Hmmm, I wonder how many others have pushed the FS kool-aid away in favor of a quality achro?

Jim


I think what happens sometimes is that these long tube refractors are known for planetary and double star splitting, both of which does not required dark skies to observe them in, unlike deep space observing. Because of this, most of us can just set up a long tube refractor in our back yard and not worry about transporting them to dark skies to bring out their full potential.

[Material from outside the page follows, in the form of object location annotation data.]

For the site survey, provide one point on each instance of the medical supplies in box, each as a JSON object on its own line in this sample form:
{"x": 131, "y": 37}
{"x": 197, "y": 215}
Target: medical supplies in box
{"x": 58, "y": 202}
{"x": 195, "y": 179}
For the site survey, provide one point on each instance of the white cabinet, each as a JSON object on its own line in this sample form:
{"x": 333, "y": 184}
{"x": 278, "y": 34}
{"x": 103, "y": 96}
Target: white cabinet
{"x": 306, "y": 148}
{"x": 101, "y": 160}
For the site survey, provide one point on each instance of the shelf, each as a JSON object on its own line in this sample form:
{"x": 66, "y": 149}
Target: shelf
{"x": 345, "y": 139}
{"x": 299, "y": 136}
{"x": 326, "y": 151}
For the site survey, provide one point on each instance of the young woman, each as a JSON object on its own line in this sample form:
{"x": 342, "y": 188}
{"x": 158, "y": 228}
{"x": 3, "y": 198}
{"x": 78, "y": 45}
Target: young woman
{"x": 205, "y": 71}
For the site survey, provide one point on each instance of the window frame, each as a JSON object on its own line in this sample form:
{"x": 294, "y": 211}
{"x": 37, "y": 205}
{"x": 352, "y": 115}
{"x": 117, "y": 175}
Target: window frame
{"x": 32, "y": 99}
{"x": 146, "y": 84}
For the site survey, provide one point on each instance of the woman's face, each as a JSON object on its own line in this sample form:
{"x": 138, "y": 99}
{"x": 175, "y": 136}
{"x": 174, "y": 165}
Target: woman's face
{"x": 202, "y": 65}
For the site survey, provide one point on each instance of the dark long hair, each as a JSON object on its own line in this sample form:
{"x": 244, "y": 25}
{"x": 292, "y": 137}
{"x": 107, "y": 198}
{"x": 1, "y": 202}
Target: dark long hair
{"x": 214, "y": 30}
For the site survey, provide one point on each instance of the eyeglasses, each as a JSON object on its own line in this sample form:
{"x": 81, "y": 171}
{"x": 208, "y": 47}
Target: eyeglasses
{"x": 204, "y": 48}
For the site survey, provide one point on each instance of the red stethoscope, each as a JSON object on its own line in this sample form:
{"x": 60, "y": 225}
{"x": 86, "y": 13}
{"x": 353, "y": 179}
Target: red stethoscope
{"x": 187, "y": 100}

Also, a long tube refractor is just fun to have, and look at, and look through. Its what most of us grew up wanting. I have a TSA-102 and a TOA-130 and I doubt Id ever sell either, but I would like to get my hands on a 8" F12 refractor, just for back yard planetary fun.
Like most of us who have different scopes for different reasons, I like the portability of my TSA. Last night for example, Jupiter was 1 degree from the moon. I got home from work at 6:15pm and had my TSA on my Vixen mount by 6:30pm, and spend a few hrs just having some fun with that fast set up. Sometimes thats all I need the scope for. A long tube refractor would have taken more time, and more set up, so the little shorty got the job done.
In the cold of this current winter we are having, I seldom venture away from home to observe, its just too cold and I cant get anyone to go out with me for an all nighter. Because of this, especially how Jupiter has been putting on an excellent show this winter, back yard planetary observing means we can just set up what we want and enjoy astronomy in our back yard where setting up a fun long tube refractor is a blast.
Finally, I think also, as more of us become more acquainted with these ultra expensive APO telescopes, and compare then to some of the very nice achromatic scopes that we are now seeing on the market, we realize that the APO isn't our only choice any more, if we just want a planetary scope, and don't want to pay for those ridiculously high prices people are asking for them.
Chromatic Aberration to me, is more of a forum topic, than a reality in observing, especially when we are looking through a long tube achromatic refractor. The tiny bit of color that does make it to the eyepiece is far less a factor any more, and the cost of these long tube refractors from D & G and now ISTAR, are making it fun to bring us back to the reality of how fun refractors can be, without the horrendous cost of an APO refractor.
I mean, seriously, over $11K for a TOA-150 or $10K for a TEC-160, when you can pick up a beautiful long tube ISTAR or D & G for one third to one forth that, and still have a serious beautiful planetary telescope that absolutely gets the Job done, not just on planetary observing, but for deep space and everything else you can point these beautiful scopes at.
Could we possibly be seeing the demise and lust for these ultra expensive APO's, because modern computer designed lens and excellent focusers and baffled tubes are now everywhere to be found at reasonable costs now, finally, with excellent optics?
I hope so, because Ive never wanted a long tube refractor more, and with ISTAR, D&G and even Skylight showing us that there are excellent alternatives. we now have more choices than ever.
Everyone is making a quality telescope now with quality optics, even at F/5 now!!